Forest Fringe celebrated winning the Peter Brook Empty Space Award on their blog - and then took the opportunity to look at what the prize money might allow them to do next.
For Alexander Kelly it was the closure of Leeds Met Gallery and Studio Space which caused him to reflect on the relationship between theatre maker and space, both professionally and emotionally. It was a very different type of relationship with space that preoccupied Whatsonstage.com's Michael Coveney, however, as he responded to Ambassador Theatre Group’s acquisition of Live Nation’s British theatres.
In America it was the early closure of Brighton Beach Memoirs which caused Bloggers to reflect on the changing nature of Broadway audiences.

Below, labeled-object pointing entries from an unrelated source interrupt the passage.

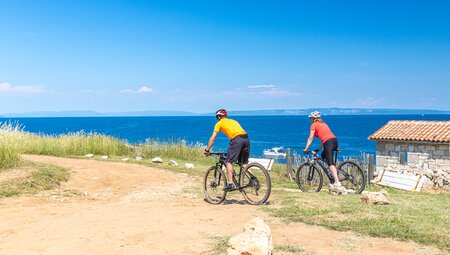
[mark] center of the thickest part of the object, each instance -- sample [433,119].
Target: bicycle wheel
[351,176]
[291,173]
[213,185]
[309,178]
[255,184]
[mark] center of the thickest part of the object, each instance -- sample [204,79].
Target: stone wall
[429,159]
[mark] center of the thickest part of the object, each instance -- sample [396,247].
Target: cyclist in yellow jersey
[239,148]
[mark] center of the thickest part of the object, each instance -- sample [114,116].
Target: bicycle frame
[315,159]
[220,164]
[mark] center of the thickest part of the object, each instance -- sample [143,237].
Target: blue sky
[202,55]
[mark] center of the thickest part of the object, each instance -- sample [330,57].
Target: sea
[265,132]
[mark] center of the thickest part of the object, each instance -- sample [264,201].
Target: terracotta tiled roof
[413,130]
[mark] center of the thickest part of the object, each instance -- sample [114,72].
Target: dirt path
[131,209]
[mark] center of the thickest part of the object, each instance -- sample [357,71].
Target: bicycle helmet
[314,115]
[221,113]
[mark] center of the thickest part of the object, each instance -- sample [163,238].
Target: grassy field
[42,177]
[420,217]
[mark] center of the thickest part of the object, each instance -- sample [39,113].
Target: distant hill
[339,111]
[324,111]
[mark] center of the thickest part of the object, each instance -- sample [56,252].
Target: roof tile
[414,130]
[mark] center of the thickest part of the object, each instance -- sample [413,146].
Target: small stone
[157,160]
[173,163]
[338,190]
[350,191]
[189,166]
[384,191]
[255,240]
[376,198]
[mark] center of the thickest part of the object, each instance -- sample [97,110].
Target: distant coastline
[274,112]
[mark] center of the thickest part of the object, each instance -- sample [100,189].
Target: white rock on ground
[338,190]
[255,240]
[173,163]
[157,160]
[376,198]
[189,166]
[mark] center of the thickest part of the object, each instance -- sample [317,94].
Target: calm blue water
[264,131]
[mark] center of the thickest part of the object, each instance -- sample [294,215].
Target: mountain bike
[309,177]
[253,181]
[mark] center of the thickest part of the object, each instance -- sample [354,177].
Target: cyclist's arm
[310,138]
[211,141]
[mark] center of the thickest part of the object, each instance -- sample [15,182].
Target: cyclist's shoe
[229,187]
[338,189]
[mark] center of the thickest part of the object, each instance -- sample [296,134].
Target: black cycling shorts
[239,149]
[328,148]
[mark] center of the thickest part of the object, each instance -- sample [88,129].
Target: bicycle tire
[358,178]
[214,185]
[248,186]
[305,171]
[291,173]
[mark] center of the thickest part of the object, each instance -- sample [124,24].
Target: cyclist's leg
[233,152]
[329,147]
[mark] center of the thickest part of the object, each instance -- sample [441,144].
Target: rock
[350,191]
[374,181]
[427,184]
[157,160]
[189,166]
[255,240]
[173,163]
[376,198]
[338,190]
[384,191]
[429,173]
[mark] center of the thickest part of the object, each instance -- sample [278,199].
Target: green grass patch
[420,217]
[285,248]
[43,177]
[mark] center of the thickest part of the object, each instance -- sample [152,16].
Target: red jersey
[322,131]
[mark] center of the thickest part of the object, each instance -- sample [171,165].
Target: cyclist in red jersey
[329,142]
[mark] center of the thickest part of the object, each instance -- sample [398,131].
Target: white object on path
[157,160]
[173,163]
[255,240]
[189,166]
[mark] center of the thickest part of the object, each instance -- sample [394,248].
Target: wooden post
[370,169]
[289,161]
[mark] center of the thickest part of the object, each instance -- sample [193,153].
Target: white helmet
[314,115]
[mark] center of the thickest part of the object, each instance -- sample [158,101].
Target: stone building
[417,147]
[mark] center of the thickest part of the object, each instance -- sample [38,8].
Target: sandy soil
[121,208]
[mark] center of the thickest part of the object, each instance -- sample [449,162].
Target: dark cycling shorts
[239,149]
[328,148]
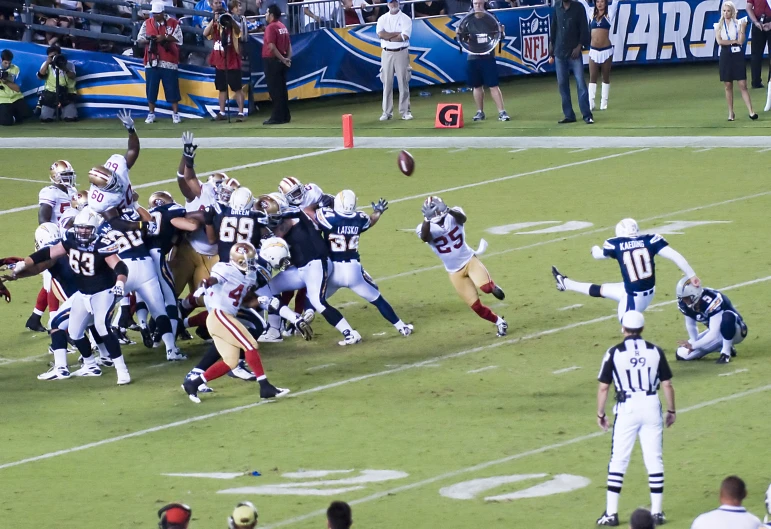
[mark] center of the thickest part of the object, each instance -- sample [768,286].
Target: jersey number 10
[638,264]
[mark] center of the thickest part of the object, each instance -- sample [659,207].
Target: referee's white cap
[633,320]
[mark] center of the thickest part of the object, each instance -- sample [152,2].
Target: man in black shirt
[570,35]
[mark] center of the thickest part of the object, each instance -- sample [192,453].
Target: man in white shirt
[730,513]
[394,29]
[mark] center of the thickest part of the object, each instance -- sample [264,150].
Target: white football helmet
[241,200]
[46,235]
[292,189]
[627,228]
[345,203]
[85,224]
[687,292]
[62,173]
[275,251]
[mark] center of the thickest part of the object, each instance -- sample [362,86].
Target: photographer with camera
[59,88]
[161,36]
[12,106]
[225,31]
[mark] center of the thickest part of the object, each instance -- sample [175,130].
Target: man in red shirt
[226,57]
[760,15]
[276,60]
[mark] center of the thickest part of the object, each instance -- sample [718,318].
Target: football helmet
[243,256]
[345,203]
[105,179]
[46,235]
[79,200]
[62,173]
[292,189]
[687,292]
[160,198]
[241,200]
[226,189]
[85,225]
[275,251]
[627,228]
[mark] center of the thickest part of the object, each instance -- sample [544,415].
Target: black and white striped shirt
[634,366]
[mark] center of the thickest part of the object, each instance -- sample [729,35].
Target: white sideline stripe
[398,369]
[565,370]
[224,170]
[408,142]
[507,459]
[590,232]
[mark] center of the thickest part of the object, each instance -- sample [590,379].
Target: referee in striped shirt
[637,369]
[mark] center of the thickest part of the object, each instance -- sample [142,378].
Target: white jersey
[449,242]
[121,198]
[230,290]
[56,198]
[198,239]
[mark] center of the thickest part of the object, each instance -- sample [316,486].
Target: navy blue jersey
[130,242]
[635,257]
[709,304]
[232,227]
[167,233]
[87,261]
[305,241]
[342,233]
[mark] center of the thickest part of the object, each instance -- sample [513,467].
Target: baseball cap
[633,320]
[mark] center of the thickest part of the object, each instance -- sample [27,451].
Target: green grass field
[396,425]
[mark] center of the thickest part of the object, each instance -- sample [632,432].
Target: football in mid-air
[406,163]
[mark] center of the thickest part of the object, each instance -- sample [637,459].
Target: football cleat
[271,335]
[502,327]
[240,371]
[559,278]
[608,519]
[91,370]
[351,337]
[175,355]
[55,373]
[191,390]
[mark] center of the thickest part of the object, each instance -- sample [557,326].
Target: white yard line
[507,459]
[397,369]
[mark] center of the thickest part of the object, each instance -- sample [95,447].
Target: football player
[54,201]
[710,307]
[635,254]
[342,226]
[443,229]
[100,278]
[230,285]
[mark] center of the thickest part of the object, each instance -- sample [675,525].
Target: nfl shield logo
[534,34]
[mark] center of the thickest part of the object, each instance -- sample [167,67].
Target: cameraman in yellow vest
[59,88]
[12,106]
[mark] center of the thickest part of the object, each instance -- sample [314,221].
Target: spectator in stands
[13,109]
[730,513]
[225,58]
[394,29]
[276,60]
[59,89]
[161,37]
[482,71]
[568,36]
[339,515]
[730,34]
[760,14]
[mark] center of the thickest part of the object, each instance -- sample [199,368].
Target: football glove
[188,150]
[125,117]
[380,206]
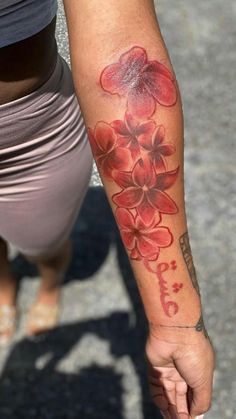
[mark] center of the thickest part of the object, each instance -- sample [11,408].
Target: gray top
[20,19]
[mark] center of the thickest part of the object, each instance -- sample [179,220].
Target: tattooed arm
[132,107]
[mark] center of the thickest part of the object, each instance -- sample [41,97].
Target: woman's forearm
[132,108]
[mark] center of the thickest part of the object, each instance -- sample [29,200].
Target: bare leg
[8,283]
[52,270]
[8,292]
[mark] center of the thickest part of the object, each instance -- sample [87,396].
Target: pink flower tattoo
[109,156]
[141,240]
[157,149]
[131,133]
[144,190]
[144,82]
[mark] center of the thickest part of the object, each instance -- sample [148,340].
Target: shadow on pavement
[29,390]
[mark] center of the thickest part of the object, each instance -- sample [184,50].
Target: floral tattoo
[133,152]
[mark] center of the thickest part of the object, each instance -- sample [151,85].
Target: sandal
[42,318]
[7,323]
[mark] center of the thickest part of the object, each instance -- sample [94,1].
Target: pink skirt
[45,165]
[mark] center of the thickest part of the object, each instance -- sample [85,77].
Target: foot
[44,313]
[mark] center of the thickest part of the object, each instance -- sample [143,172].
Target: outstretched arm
[132,108]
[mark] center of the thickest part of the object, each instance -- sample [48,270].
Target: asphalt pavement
[92,365]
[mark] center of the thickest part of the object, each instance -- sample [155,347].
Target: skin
[180,357]
[24,66]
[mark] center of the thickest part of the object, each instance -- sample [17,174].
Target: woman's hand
[180,374]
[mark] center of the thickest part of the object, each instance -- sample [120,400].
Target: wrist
[179,333]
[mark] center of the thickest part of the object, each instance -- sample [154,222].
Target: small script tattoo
[187,255]
[200,327]
[169,306]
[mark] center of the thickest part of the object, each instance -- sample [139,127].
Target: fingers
[200,399]
[181,399]
[169,393]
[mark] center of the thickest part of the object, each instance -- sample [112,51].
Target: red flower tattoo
[143,190]
[143,241]
[131,133]
[157,149]
[109,156]
[144,82]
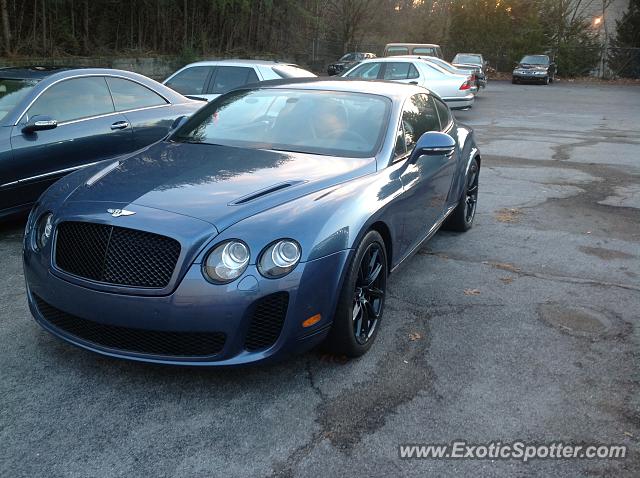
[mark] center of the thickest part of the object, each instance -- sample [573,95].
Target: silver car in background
[453,88]
[209,79]
[475,62]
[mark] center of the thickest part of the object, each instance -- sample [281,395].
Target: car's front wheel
[361,302]
[461,219]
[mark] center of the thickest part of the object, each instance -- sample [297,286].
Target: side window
[128,95]
[401,147]
[397,71]
[230,77]
[424,51]
[190,81]
[74,99]
[418,117]
[368,71]
[443,113]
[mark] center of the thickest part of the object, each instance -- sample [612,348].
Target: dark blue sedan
[264,225]
[53,121]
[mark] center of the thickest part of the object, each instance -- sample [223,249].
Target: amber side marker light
[311,321]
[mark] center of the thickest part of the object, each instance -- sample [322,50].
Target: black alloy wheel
[461,219]
[368,296]
[361,303]
[471,194]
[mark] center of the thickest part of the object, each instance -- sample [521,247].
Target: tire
[461,219]
[360,307]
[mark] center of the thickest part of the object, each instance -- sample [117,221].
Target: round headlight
[226,262]
[43,230]
[279,258]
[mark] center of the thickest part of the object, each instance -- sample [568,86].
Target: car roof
[395,59]
[413,44]
[34,72]
[390,89]
[239,61]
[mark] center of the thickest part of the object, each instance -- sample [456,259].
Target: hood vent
[264,192]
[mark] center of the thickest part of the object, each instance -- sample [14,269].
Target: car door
[88,130]
[149,114]
[426,180]
[191,81]
[226,78]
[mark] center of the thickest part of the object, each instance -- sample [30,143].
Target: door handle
[120,125]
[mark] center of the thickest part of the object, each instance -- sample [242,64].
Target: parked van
[425,49]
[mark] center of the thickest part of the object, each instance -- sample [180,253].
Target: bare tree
[4,11]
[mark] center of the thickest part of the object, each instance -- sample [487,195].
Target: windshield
[473,59]
[535,60]
[11,93]
[350,57]
[317,122]
[397,50]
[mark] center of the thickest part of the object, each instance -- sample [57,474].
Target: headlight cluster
[279,258]
[228,260]
[43,230]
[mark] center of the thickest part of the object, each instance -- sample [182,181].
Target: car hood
[218,184]
[469,66]
[526,66]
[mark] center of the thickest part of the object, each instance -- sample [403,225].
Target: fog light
[312,321]
[43,230]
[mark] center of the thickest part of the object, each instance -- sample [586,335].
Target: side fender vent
[264,192]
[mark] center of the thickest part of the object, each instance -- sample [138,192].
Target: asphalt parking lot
[525,328]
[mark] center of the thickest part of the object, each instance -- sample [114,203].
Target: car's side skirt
[429,235]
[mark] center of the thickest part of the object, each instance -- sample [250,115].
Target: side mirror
[179,121]
[433,143]
[39,123]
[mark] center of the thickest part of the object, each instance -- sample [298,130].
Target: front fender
[468,151]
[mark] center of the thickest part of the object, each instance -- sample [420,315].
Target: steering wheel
[347,134]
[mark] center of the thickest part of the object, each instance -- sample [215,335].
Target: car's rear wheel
[461,219]
[361,303]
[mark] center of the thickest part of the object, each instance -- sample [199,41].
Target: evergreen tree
[624,58]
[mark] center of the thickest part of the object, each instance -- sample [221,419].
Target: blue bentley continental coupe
[265,224]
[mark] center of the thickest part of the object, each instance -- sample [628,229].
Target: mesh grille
[267,320]
[116,255]
[152,342]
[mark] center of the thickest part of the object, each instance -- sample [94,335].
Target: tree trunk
[85,39]
[4,11]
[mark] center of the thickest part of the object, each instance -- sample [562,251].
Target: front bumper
[335,70]
[195,306]
[460,103]
[530,76]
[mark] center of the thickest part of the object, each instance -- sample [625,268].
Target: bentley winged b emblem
[120,212]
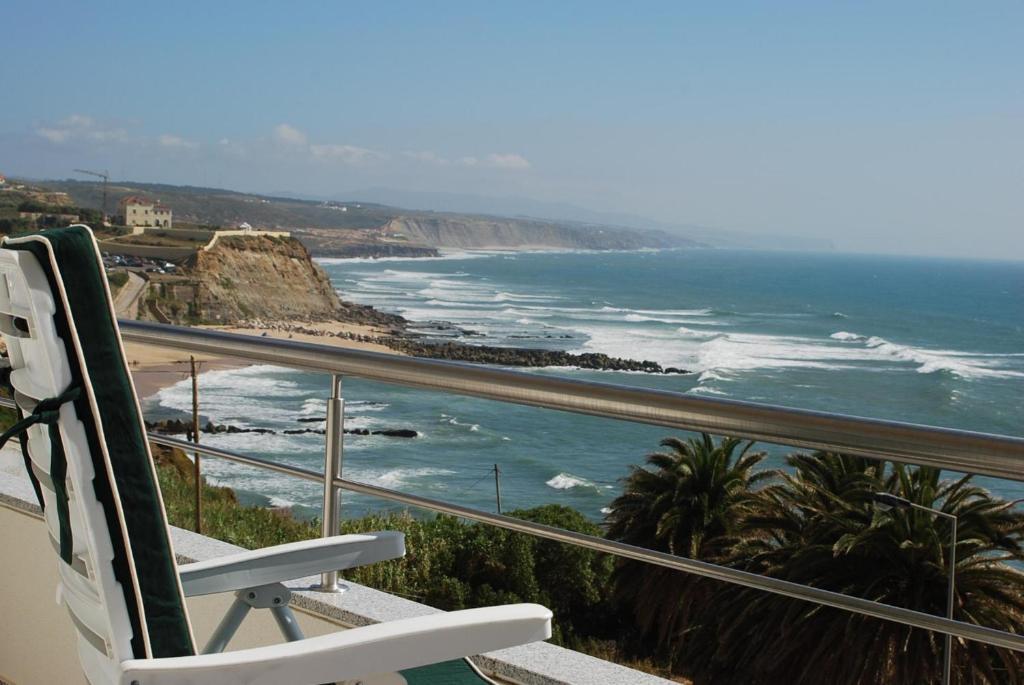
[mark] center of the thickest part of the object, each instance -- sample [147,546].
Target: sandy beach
[155,368]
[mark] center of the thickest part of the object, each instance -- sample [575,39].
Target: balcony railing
[941,447]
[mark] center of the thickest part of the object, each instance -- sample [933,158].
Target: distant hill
[375,229]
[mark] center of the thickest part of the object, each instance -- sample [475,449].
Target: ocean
[929,341]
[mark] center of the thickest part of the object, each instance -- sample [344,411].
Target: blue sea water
[929,341]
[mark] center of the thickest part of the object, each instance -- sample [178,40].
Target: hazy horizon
[878,128]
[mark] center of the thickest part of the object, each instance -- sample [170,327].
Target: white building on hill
[139,212]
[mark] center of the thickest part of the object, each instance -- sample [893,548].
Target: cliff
[243,279]
[455,230]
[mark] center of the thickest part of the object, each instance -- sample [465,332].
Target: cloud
[53,134]
[80,127]
[289,135]
[507,161]
[493,161]
[79,121]
[426,157]
[346,154]
[168,140]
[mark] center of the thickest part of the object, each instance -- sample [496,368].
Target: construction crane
[105,176]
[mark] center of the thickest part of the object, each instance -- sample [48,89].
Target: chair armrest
[352,653]
[286,562]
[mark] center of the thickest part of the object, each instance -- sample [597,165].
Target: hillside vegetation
[382,230]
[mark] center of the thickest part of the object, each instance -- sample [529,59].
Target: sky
[894,127]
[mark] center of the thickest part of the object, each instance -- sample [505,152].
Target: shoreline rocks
[179,427]
[400,341]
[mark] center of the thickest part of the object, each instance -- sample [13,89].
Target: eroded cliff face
[247,277]
[482,232]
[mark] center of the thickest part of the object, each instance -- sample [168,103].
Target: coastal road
[126,301]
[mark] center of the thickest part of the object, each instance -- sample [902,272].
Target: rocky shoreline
[179,427]
[398,339]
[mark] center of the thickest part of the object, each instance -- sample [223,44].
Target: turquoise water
[928,341]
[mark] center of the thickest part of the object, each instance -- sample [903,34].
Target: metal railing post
[333,459]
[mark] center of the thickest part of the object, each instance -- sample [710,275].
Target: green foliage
[223,517]
[688,504]
[818,526]
[455,565]
[15,225]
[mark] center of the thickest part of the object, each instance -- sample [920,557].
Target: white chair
[90,463]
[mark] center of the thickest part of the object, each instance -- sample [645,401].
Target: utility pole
[196,469]
[498,488]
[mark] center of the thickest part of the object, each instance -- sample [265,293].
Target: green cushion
[88,307]
[446,673]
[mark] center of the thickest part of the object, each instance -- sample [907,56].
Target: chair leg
[286,622]
[227,627]
[274,597]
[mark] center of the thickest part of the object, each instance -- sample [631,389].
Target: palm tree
[818,526]
[686,503]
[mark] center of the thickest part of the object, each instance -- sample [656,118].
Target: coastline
[154,368]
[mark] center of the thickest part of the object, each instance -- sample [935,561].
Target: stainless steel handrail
[976,453]
[997,456]
[724,573]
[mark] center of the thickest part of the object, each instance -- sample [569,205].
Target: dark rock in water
[397,432]
[520,356]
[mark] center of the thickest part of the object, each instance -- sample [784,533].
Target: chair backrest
[88,455]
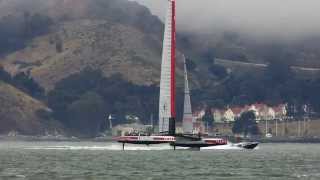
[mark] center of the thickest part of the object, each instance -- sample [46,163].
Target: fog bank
[284,19]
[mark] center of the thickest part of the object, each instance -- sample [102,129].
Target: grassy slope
[18,112]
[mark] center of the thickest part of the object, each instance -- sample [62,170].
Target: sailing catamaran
[167,110]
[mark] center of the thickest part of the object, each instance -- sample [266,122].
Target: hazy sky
[287,19]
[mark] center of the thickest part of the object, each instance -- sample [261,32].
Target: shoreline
[3,138]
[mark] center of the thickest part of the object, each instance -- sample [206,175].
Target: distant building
[217,116]
[228,116]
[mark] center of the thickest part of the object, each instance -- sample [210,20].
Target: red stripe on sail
[173,57]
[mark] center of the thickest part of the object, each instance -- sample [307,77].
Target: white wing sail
[166,72]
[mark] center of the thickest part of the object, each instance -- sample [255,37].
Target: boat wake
[110,147]
[128,147]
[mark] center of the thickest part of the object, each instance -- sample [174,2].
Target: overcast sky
[287,19]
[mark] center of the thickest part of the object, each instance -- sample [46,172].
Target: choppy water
[90,161]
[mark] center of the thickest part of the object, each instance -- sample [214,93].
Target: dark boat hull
[248,145]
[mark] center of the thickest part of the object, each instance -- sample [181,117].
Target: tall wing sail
[167,82]
[187,112]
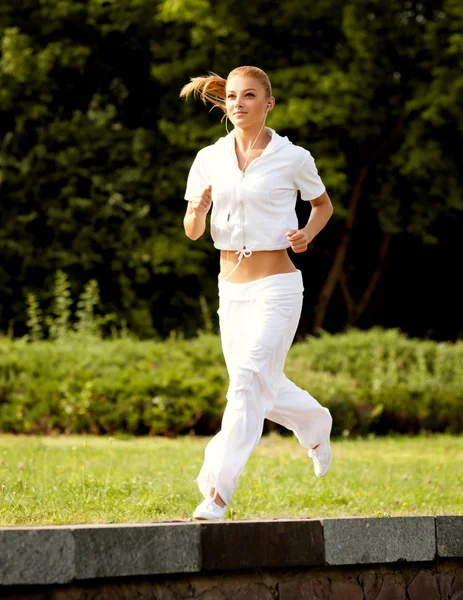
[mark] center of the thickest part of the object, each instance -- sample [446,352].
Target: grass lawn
[89,479]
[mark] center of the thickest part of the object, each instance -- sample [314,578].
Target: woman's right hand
[201,204]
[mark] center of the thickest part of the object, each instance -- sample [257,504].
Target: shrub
[375,381]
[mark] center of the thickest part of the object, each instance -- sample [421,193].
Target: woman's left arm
[322,209]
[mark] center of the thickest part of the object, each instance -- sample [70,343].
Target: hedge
[375,381]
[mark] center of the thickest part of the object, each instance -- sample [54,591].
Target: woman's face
[246,102]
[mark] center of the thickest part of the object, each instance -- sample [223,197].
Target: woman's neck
[256,138]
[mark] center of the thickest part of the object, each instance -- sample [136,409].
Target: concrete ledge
[259,544]
[366,541]
[449,536]
[63,554]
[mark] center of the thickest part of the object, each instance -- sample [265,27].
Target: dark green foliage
[96,146]
[378,381]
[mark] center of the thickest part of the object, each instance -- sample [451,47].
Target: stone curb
[62,554]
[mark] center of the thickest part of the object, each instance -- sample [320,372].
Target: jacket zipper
[242,212]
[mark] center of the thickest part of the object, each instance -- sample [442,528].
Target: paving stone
[362,541]
[296,589]
[260,544]
[449,534]
[122,550]
[424,585]
[36,555]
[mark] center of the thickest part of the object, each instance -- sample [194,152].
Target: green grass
[89,479]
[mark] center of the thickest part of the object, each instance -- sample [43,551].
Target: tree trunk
[340,255]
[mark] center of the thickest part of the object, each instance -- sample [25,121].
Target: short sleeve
[307,179]
[197,178]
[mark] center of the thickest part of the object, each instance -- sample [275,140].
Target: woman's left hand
[298,240]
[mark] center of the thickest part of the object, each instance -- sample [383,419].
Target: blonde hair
[212,88]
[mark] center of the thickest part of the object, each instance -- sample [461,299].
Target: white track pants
[258,322]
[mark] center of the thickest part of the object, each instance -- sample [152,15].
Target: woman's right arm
[194,221]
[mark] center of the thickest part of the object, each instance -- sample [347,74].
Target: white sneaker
[209,510]
[321,457]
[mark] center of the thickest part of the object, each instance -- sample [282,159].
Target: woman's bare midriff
[258,265]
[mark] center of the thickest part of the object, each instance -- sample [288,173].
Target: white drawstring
[242,253]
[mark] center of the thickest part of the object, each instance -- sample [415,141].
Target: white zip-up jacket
[253,210]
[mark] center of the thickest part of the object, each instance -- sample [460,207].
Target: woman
[250,178]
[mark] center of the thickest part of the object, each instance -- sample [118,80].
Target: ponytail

Gratuitous Violins lamented the changing nature of Broadway whilst 99 seats and Parabasis put up spirited defences of audiences.
Forest Fringe Blog - Peter Brook Empty Space Award
“The £2000 that is the prize for this award will go a long way to realising some of the plans we have for next year - audio libraries, microfestivals rearing up across the country and of course once again looking to re-imagine and remake our place within the Edinburgh Festival season.”
Culture Vulture Blog, Alexander Kelly - Memories of Space
In many of the theatres that we tour into I am aware that the audience owns the space more than the artists who show work there. They visit more regularly, they see more work there, and most of them have a stronger relationship with the space than a company that visits it once a year. But with the rooms I think of as Leeds Met Gallery and Studio Theatre, that isn’t the case.”
Michael Coveney, Whatsonstage.com Blog - Theatre ownership runs riot
“If the Cameron Mackintosh group of theatres are the Waitrose of our theatre culture and the Really Useful Group the Sainsbury’s, you can only possibly view ATG as the Tesco’s or Asda of the chain-store monopoly syndrome.”
Gratuitous Violins - Where have all the Neil Simon fans gone?
“Those tourists pay salaries and keep thousands of small businesses afloat. I love seeing musicals and big stars, too. But we're pretty close to the point where Broadway consists of musicals and limited runs of plays with celebrities.”
99 seats - Pot? Kettle here. I have news…
“Despite what some might think, I don't want good shows to close, especially not prematurely. This is a bad outcome for theatre and for Broadway, but it's not the audience that's to blame here. To act like it is makes the problem worse.”
Parabasis - W(h)ither The “Broadway Audience”?
“I'm not saying that audiences haven't changed for Broadway. Obviously they have. And of course it's a lot more tourist driven than it was. I'm just not sure I see this as such a huge tragedy so much as a demographic realignment driven by business realities.”